Priests for Life comments on abortionist's fear of violence


The national director of Priests for Life has called on all people to reject violence “whether directed against abortion providers or against unborn children, and furthermore to reject the idea that we can be against one type of violence but for the other.”

Fr. Frank Pavone made the comment after Boston Magazine Online published "Confessions of an Abortion Doctor" in its January 2005 issue. The author admits that she withheld her name for safety reasons, recalling that John Salvi killed some clinic workers 10 years ago.

“We reject all violence, against unborn children, against abortionists, and against everyone else. But doesn't this abortionist realize that the words of those who kill people like her are simply an echo of her own?” said Fr. Pavone in a statement. 

In the article, the doctor says that all medical professionals who provide abortions believe in what they’re doing and “think it’s a good thing and a right that needs to be available.”

“I have the utmost respect for life; I appreciate that life starts early in the womb, but also believe that I'm ending it for good reasons,” says the doctor.

The doctor explains why she feels she is doing the right thing: “Often I'm saving the woman, or I'm improving the lives of the other children in the family. I also believe that women have a life they have to consider. If a woman is working full-time, has one child already, and is barely getting by, having another child that would financially push her to go on public assistance is going to lessen the quality of her life.” 

The doctor admits that performing abortions can be “really taxing”, but she adds: “I don't think it'll ever make me stop doing terminations.”

The doctor says that it’s not unusual to have only a few nurses who are willing to help out in the operating room. She adds that some medical professionals don’t feel they can tell their family members what they do. “Their families think they work on labor and delivery,” she writes.

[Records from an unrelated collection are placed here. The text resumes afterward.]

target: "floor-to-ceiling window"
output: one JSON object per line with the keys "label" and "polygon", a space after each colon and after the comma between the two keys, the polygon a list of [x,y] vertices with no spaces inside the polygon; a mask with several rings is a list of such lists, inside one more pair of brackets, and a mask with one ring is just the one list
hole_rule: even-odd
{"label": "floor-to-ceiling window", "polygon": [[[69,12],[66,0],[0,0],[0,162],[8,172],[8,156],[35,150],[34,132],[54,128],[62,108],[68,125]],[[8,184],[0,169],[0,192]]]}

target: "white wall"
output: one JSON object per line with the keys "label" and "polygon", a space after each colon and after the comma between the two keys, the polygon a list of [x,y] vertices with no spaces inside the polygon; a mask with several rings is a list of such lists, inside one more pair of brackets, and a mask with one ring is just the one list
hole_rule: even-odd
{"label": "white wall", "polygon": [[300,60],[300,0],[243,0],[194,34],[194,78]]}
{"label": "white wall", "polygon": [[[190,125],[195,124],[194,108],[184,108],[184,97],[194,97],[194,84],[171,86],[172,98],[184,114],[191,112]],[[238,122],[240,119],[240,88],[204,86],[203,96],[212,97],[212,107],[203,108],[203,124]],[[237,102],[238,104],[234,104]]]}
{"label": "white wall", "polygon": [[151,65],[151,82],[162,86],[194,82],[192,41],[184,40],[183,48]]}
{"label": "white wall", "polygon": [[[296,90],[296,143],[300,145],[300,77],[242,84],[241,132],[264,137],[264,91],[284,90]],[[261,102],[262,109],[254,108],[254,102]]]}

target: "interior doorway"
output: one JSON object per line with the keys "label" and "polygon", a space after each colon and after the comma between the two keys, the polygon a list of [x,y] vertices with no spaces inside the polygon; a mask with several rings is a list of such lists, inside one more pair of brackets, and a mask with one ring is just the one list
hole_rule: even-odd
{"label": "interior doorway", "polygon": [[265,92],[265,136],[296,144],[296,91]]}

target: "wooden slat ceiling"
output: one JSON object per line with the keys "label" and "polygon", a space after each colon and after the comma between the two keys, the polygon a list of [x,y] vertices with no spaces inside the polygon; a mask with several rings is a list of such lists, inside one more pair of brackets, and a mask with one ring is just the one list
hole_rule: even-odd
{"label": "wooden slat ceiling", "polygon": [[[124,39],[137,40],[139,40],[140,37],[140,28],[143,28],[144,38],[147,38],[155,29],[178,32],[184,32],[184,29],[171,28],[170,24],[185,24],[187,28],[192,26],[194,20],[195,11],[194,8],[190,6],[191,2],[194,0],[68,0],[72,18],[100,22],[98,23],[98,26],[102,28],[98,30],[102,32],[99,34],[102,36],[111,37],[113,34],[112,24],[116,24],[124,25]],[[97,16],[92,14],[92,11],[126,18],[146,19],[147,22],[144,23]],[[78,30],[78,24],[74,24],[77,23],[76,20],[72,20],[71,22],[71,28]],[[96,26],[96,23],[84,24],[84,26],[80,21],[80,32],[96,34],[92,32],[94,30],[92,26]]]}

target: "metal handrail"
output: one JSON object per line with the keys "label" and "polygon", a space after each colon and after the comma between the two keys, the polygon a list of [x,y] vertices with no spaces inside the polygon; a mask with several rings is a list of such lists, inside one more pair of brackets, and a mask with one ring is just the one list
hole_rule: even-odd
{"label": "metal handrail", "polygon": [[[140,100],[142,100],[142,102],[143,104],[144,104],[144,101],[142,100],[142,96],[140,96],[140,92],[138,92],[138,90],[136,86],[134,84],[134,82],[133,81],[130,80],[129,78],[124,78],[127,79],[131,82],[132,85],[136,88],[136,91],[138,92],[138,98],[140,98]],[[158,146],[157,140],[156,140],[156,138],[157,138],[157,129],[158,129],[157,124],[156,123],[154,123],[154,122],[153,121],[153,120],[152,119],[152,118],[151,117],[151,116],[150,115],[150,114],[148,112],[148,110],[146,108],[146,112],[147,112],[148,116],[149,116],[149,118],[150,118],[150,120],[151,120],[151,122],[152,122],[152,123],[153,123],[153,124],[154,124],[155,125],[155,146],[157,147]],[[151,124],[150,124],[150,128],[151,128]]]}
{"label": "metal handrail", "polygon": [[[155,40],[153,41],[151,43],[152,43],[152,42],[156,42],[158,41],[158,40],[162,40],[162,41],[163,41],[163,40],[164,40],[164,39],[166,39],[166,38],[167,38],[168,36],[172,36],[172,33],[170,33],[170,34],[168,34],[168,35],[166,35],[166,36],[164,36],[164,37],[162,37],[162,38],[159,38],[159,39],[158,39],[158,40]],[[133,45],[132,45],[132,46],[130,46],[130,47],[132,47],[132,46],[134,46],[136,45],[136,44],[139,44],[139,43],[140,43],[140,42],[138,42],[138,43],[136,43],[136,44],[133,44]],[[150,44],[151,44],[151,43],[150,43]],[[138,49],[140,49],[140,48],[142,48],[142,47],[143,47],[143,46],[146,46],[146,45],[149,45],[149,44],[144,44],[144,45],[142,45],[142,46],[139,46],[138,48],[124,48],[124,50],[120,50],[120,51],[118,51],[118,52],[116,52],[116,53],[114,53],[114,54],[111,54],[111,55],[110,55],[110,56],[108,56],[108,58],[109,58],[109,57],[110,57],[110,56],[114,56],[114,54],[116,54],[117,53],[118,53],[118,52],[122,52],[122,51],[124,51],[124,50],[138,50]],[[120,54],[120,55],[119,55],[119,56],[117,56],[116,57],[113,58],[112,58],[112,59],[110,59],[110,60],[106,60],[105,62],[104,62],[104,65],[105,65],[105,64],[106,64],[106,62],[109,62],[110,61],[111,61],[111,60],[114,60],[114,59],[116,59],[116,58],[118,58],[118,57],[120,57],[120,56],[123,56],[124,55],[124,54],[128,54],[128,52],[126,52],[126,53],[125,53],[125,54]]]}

The doctor says she is frustrated by the shortage of providers and by her medical colleagues who don’t “fight harder to provide it (abortion).”

She insists that providers offer women options, including adoption and carrying the child to term, and at times, women have changed their minds, “which is totally okay.

“We want that,” she writes. “Or sometimes we'll advise them that they have more time to decide what to do. I would feel worse terminating a wanted child than not being able to terminate at all.”